Learn to Listen so People Talk & Learn to Talk so People Listen

About a month ago I began publishing the audio podcast titled the ‘Thriving Dentist Show’. A new show is published every Wednesday. My goal is producing this podcast was to create a convenient way to share information that will help you develop a thriving practice. You can download the show directly from my website or you can subscribe to it on iTunes (it’s free). The advantage to subscribing on iTunes is that you will automatically receive each new show when it is published so you’ll never miss a show.

The format of the show includes interviews where I interview some of the most recognized authorities in dentistry and we discuss timely topics. Recently, Dr. Lee Ann Brady was on the show and she discussed how to guide patients to want ideal care. Here is a link to that particular show (http://www.takacslearningcenter.com/004/) Dr. Brady shared some really useful advice and the conversation started me thinking about our new patient experience. Perhaps the single most useful suggestion I can make on successful case presentation is the title of this blog post. Easier said, than done, I know, but a very useful construct indeed!

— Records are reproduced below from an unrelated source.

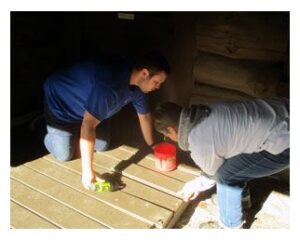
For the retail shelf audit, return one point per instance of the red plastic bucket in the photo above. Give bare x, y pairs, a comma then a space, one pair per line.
165, 157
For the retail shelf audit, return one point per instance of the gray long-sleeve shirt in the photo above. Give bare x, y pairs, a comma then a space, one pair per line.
239, 127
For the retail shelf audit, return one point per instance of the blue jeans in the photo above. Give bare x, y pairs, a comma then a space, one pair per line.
233, 176
62, 141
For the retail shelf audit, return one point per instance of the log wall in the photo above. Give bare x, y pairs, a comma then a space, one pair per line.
240, 55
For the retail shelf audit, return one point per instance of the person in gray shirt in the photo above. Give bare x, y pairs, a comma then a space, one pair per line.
232, 143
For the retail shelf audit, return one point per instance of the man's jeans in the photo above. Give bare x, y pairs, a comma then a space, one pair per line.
233, 176
61, 142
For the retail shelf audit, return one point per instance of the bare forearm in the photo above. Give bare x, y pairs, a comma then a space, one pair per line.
146, 127
87, 143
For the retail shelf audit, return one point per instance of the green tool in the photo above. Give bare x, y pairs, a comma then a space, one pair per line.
101, 187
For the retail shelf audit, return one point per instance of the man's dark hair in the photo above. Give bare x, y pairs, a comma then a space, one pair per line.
166, 115
155, 62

Let’s talk about the listening part of that quote. In our general dental office we have a treatment coordinator (Karle) who spends significant time with the new patient during their first appointment. As Karle is taking the 6 digital photos we take on all new patients, she asks them the following seven questions:

  1. “We call you a new patient because you are new to us. However, you have been to other dental offices in the past. Other than having your teeth cleaned, have you had much dental treatment?”
  2. “Is there anything that you really liked about past dental visits? If so, we want to make sure we repeat that for you!”
  3. “How about anything you didn’t like? If you don’t like something we want to know about it!”
  4. “We know that dental health, like overall health, can be influenced by your genetic background. Do you know anything about the dental health of your parents, or your grandparents or other family members?”
  5. “On a scale of 1-10 with 10 being absolutely perfect, how would you rate the health and appearance of your teeth and gums?”
  6. “I see here on your health history form that you are nice and healthy. I’d like to know more about the general health of your family since we now know that the health of your gums has a direct relationship with your overall health. Among your family members is there any history of:
    • Heart Disease
    • Stroke
    • Diabetes
    • Early term birth
    • Cancer
  7. “Earlier you rated the health and appearance of your teeth and gums to be about a _________. What would have to change for that to be a 10?”

These seven questions allow you to learn the patient’s dental story. Every patient has a dental story! We have found that these questions create the environment where our new patients talk. Karle is an excellent listener and as a result we gain information that allows us to be most effective when presenting treatment recommendations. Give it a try! Keep Smiling!